Chattogram is witnessing a drug crisis as traders have raised prices under the pretext of a supply shortage during the coronavirus pandemic.
Drugs selling for prices higher than usual include cold medication, cough syrup, antibiotics, and diabetes and heart medication.
Customers said antibiotic prices have increased substantially. Even the price of popular pain and fever medication paracetamol has gone up.
Kutub Uddin, a resident of Agrabad, said he bought a strip of Napa (paracetamol) tablets for Tk30 – almost double the usual price – because of the pandemic.
He said traders were charging customers more than the maximum retail price set by the company.
The price of a strip of paracetamol has gone up from Tk12-15 to Tk30-40. A strip of antibiotic azithromycin is selling for Tk600-700, much higher than its original price of Tk350-400.
Traders said a supply shortage caused by a sudden rise in demand for some drugs was to blame for the price hikes.
Junayed Hossain, owner of Medina Medico in Hazar Gali, said he had to buy drugs at inflated prices from wholesalers as companies were not supplying products as per the orders. "This is why we have to overcharge customers."
Retailers also claimed wholesalers had engineered price hikes by stocking up on drugs during the ongoing crisis.
"Some traders have drugs but are asking for higher prices," said Shibu Sheel, owner of Niramoy Pharma at Oxygen Mor.
Doctors said more people are suffering from colds now because of the changing weather.
Dr Abu Sayeed Chowdhury, chief of Chattogram Maa-O-Shishu Hospital, said medicine should not be taken for all kinds of coughs and sneezing. "People should be careful about using antibiotics bought from stores."
The Consumers Association of Bangladesh has called on the drug authorities to increase monitoring for checking the unscrupulous practice of traders during the pandemic.
Its Vice President SM Nazer Hossain said the government should take legal action against the syndicate behind the price hike. "There is no manufacturing and supply problem, but still the syndicate raised prices."
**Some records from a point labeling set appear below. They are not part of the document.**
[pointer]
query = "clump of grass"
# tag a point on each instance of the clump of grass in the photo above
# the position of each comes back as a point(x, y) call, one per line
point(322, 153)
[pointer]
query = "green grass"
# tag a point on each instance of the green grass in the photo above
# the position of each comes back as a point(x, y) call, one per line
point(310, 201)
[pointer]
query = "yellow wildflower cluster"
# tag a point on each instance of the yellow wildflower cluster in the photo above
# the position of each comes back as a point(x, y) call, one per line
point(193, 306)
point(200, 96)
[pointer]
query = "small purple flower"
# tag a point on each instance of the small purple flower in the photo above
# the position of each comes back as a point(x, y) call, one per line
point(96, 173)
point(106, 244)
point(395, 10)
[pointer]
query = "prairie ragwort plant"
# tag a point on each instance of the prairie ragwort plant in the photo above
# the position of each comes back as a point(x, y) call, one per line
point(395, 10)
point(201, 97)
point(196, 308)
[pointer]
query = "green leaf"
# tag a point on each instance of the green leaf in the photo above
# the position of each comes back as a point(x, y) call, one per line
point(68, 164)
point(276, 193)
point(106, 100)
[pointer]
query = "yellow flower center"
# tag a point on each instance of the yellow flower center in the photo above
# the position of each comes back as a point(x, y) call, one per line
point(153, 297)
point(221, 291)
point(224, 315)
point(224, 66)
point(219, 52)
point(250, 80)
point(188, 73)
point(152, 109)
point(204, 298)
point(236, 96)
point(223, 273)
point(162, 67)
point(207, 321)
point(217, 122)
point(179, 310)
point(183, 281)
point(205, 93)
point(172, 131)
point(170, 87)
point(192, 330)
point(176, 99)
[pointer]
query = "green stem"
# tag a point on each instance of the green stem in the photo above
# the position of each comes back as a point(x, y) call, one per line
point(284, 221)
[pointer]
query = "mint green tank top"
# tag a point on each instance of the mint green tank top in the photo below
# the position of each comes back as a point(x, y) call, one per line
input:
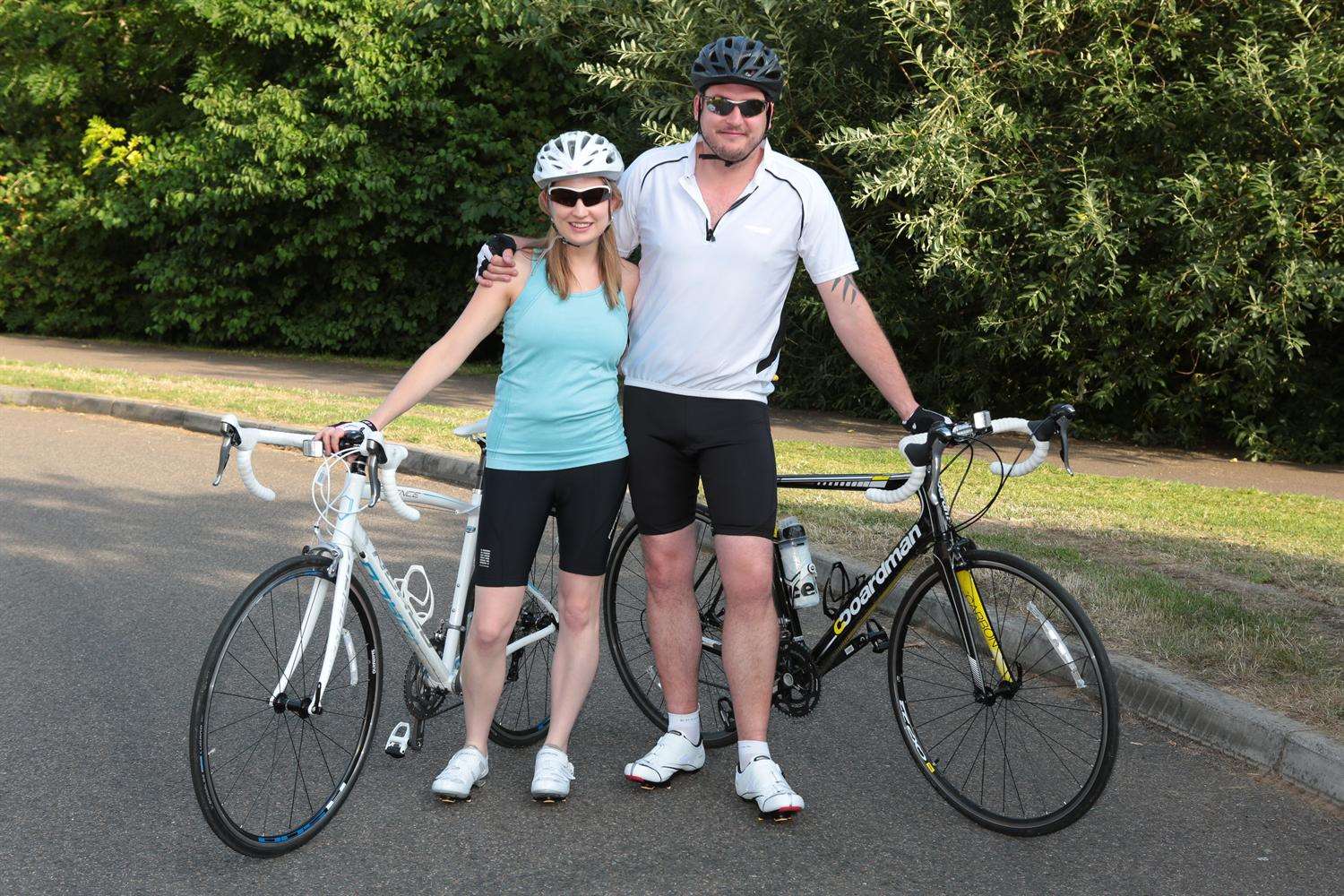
point(556, 400)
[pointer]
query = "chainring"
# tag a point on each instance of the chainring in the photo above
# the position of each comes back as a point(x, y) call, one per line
point(797, 686)
point(422, 699)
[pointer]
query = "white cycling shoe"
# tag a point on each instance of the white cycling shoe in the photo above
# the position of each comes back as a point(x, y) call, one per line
point(669, 755)
point(464, 771)
point(551, 775)
point(763, 782)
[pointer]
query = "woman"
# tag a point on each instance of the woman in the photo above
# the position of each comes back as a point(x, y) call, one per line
point(554, 440)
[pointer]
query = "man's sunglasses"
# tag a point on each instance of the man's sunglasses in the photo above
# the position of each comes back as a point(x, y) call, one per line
point(569, 198)
point(723, 107)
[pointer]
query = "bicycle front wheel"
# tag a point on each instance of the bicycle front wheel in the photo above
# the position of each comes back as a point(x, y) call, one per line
point(1023, 739)
point(625, 622)
point(269, 771)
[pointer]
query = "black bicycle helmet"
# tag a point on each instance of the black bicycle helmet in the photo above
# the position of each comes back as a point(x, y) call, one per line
point(738, 61)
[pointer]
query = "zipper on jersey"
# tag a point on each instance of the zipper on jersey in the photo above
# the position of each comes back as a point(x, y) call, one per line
point(709, 231)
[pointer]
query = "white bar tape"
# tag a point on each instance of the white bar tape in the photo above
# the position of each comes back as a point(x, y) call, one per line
point(249, 477)
point(1021, 468)
point(917, 474)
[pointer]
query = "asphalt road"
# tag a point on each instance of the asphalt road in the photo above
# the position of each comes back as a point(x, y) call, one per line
point(118, 562)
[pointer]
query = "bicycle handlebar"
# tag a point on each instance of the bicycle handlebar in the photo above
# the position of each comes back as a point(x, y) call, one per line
point(918, 450)
point(1038, 454)
point(246, 440)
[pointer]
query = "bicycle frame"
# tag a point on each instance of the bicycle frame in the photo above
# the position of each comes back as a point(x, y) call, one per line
point(932, 530)
point(349, 544)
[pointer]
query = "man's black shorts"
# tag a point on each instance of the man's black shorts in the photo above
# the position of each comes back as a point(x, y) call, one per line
point(513, 509)
point(679, 440)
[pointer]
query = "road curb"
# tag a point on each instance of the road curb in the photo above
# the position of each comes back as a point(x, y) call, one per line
point(1298, 754)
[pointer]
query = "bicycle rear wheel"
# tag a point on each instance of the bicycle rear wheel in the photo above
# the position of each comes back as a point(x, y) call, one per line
point(523, 713)
point(1030, 747)
point(268, 772)
point(625, 624)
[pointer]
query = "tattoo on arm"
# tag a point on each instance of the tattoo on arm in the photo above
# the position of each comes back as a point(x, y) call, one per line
point(849, 289)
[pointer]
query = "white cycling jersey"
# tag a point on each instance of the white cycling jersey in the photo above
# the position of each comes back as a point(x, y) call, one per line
point(707, 320)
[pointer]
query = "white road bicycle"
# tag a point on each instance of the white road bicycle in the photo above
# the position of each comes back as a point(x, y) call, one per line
point(288, 697)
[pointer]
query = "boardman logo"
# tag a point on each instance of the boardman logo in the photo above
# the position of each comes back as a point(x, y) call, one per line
point(876, 581)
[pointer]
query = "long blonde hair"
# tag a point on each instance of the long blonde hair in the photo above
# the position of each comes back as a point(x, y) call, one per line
point(558, 273)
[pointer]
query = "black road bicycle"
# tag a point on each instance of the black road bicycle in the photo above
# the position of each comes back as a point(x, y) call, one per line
point(1002, 689)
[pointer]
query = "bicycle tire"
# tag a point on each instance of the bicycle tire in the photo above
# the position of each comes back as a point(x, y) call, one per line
point(1066, 678)
point(220, 688)
point(523, 712)
point(624, 603)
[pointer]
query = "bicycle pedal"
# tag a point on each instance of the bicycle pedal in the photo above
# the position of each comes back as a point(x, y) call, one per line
point(452, 799)
point(398, 740)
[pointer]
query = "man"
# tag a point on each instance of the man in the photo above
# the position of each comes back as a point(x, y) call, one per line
point(722, 222)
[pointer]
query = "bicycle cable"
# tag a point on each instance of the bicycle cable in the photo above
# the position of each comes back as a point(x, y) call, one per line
point(322, 492)
point(1003, 479)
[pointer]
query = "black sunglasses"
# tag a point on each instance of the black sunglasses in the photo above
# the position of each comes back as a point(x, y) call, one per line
point(723, 107)
point(569, 198)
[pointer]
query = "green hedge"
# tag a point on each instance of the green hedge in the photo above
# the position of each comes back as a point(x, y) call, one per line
point(1133, 206)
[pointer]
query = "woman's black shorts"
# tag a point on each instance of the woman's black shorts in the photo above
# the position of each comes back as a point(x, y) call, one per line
point(513, 508)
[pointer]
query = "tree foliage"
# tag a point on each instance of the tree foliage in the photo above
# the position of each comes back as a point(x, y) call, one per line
point(309, 174)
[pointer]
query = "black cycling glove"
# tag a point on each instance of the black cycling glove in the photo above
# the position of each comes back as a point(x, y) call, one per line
point(496, 245)
point(924, 419)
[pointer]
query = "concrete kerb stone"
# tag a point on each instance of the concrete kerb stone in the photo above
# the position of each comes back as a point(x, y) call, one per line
point(1271, 740)
point(1314, 761)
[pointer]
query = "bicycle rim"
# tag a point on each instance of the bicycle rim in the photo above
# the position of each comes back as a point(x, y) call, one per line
point(269, 780)
point(1032, 748)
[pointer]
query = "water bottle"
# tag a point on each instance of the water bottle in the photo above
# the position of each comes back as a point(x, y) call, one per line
point(800, 573)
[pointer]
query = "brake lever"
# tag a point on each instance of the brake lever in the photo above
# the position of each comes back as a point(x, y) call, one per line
point(375, 487)
point(228, 443)
point(1064, 444)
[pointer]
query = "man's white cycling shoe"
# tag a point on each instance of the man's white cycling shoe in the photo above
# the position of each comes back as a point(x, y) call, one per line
point(669, 755)
point(763, 782)
point(551, 777)
point(464, 771)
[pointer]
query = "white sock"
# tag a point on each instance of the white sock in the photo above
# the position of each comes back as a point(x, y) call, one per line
point(750, 750)
point(687, 724)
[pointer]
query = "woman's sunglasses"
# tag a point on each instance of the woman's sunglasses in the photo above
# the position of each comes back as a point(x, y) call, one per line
point(569, 198)
point(723, 107)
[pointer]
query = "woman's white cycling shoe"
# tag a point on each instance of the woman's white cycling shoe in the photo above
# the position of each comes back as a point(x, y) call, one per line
point(551, 775)
point(669, 755)
point(464, 771)
point(763, 782)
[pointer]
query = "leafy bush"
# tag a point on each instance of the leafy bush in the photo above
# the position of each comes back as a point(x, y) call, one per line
point(312, 174)
point(1132, 206)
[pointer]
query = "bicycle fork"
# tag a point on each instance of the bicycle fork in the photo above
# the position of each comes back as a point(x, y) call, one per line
point(965, 602)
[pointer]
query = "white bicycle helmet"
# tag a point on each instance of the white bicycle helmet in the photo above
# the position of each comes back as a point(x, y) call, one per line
point(577, 153)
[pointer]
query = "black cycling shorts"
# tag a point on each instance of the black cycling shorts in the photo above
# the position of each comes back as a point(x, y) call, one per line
point(679, 440)
point(513, 509)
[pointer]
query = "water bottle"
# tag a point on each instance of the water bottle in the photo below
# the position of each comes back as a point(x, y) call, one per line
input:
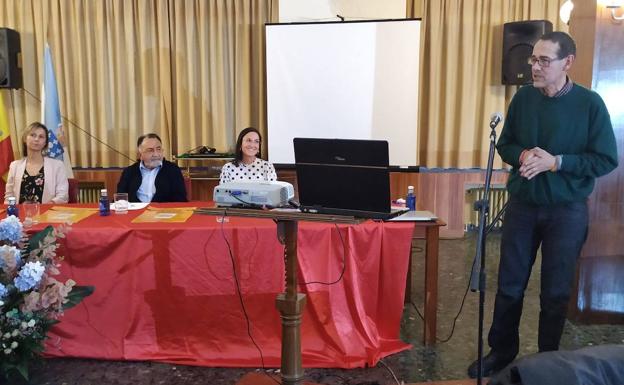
point(104, 203)
point(410, 200)
point(12, 209)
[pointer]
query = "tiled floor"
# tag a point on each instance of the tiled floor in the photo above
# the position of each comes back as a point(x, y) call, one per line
point(444, 361)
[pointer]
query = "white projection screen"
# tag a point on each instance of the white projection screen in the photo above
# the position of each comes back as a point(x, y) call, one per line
point(347, 80)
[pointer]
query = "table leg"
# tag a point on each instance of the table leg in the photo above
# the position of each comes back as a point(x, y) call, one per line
point(431, 285)
point(290, 305)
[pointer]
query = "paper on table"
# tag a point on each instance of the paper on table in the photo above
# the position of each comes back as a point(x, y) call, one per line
point(174, 214)
point(132, 206)
point(64, 214)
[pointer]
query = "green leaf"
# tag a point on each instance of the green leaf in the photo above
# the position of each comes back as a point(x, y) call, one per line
point(76, 295)
point(33, 242)
point(22, 367)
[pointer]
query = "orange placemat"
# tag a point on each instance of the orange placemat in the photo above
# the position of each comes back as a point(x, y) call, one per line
point(170, 214)
point(62, 214)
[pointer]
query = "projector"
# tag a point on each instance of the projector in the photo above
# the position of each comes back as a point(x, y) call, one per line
point(253, 193)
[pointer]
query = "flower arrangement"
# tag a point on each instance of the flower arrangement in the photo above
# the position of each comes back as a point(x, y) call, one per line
point(31, 299)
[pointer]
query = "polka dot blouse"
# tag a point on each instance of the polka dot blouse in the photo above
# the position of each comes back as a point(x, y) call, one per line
point(259, 170)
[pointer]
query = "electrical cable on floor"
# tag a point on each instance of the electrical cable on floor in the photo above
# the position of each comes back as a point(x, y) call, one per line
point(391, 372)
point(461, 308)
point(240, 297)
point(344, 263)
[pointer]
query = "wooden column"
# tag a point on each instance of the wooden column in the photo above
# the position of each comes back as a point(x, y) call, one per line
point(600, 66)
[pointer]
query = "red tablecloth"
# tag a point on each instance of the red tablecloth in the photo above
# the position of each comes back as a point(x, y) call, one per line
point(166, 292)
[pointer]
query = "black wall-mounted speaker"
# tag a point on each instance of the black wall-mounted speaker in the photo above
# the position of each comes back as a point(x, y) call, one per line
point(518, 40)
point(10, 63)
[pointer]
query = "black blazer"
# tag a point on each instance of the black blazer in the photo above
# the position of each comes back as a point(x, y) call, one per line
point(169, 183)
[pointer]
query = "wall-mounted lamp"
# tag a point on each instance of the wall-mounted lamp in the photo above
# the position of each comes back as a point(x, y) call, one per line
point(565, 11)
point(615, 5)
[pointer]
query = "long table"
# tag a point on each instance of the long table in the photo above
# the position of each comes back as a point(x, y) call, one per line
point(166, 291)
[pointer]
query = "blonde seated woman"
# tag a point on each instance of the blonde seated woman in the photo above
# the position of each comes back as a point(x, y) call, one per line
point(36, 178)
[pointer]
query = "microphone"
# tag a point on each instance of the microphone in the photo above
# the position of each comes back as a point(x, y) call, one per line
point(495, 118)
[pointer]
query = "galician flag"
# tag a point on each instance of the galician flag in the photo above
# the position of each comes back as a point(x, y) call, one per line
point(51, 112)
point(6, 151)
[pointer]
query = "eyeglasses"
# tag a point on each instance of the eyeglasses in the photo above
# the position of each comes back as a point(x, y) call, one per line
point(543, 61)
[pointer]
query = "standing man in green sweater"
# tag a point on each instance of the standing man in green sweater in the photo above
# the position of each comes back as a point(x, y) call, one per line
point(558, 138)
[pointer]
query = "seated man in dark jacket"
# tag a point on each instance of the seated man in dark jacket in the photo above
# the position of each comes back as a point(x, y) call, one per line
point(152, 178)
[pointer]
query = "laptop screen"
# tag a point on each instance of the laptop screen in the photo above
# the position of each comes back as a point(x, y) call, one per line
point(346, 174)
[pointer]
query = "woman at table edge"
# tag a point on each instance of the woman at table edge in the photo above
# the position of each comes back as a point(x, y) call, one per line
point(247, 164)
point(37, 177)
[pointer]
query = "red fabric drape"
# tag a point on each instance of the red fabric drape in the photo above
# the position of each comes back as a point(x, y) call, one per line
point(166, 292)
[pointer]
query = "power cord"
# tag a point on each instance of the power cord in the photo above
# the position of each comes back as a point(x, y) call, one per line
point(391, 372)
point(461, 307)
point(240, 297)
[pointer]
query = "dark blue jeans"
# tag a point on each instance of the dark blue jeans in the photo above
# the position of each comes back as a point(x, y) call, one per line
point(560, 230)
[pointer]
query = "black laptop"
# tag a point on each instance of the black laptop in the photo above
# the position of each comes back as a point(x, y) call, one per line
point(344, 177)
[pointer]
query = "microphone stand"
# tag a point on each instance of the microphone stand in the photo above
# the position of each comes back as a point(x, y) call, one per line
point(478, 275)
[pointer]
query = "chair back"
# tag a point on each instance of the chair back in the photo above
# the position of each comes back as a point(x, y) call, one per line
point(74, 190)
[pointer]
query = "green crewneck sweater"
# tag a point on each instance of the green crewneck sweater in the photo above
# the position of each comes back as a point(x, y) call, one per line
point(576, 126)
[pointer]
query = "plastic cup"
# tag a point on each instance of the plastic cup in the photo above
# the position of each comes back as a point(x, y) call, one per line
point(31, 213)
point(121, 203)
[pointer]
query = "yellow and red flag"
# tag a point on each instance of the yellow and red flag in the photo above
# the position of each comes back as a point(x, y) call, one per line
point(6, 150)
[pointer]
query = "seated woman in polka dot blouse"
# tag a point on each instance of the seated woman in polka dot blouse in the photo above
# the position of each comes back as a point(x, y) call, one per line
point(247, 164)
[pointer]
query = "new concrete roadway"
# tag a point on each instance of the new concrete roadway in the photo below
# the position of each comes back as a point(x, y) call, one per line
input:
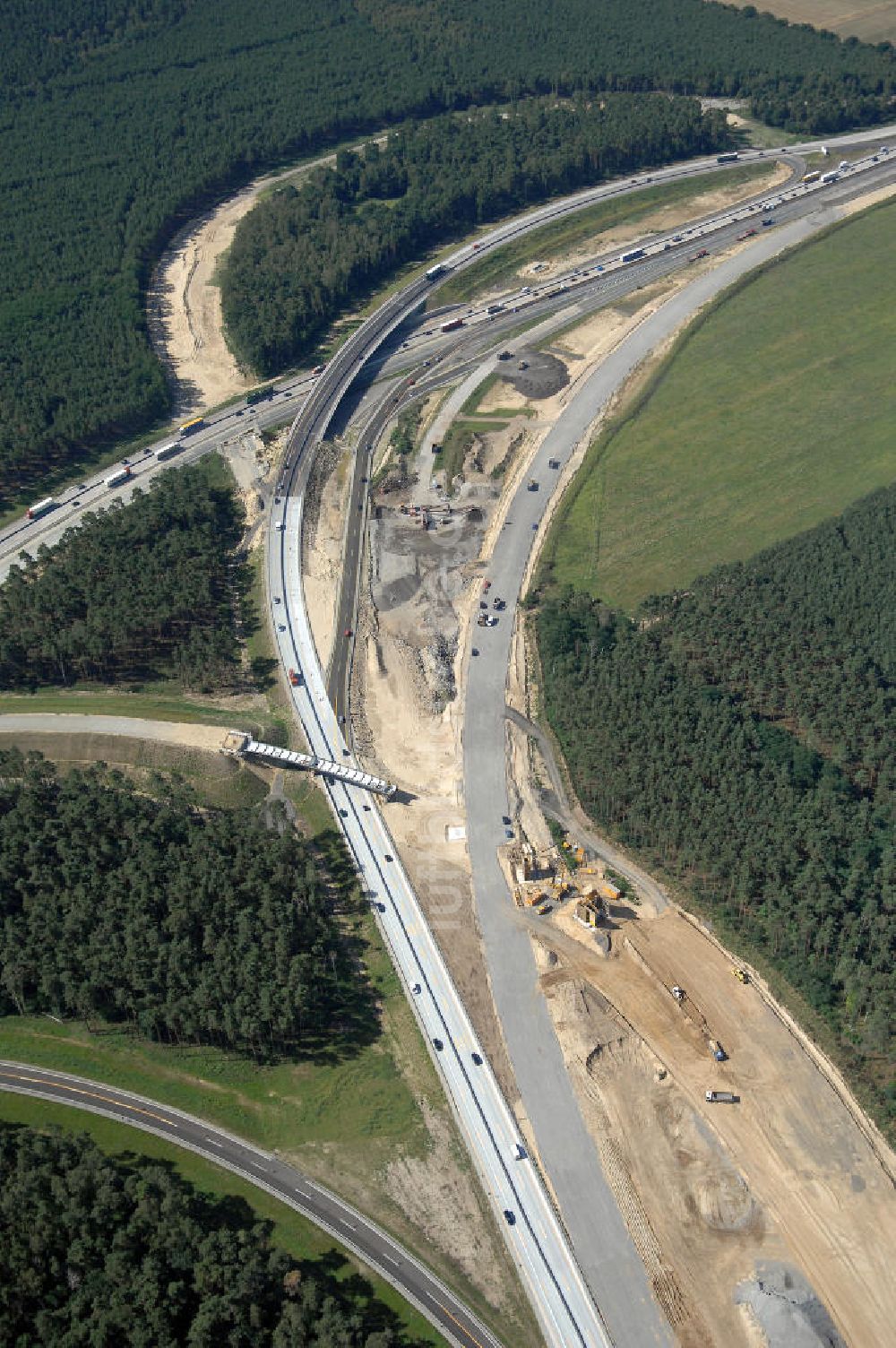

Hossain Md Imran, assistant director of the Chattogram office of the Directorate General of Drug Administration, said there should be no crisis because there was no problem in drug manufacturing and transportation.
"We have already asked traders not to create any artificial crisis and increase prices. If anybody defies this, we will take action," he added.
There are more than 25,000 pharmacies in Chattogram, including over 12,000 approved ones, according to the drug administration.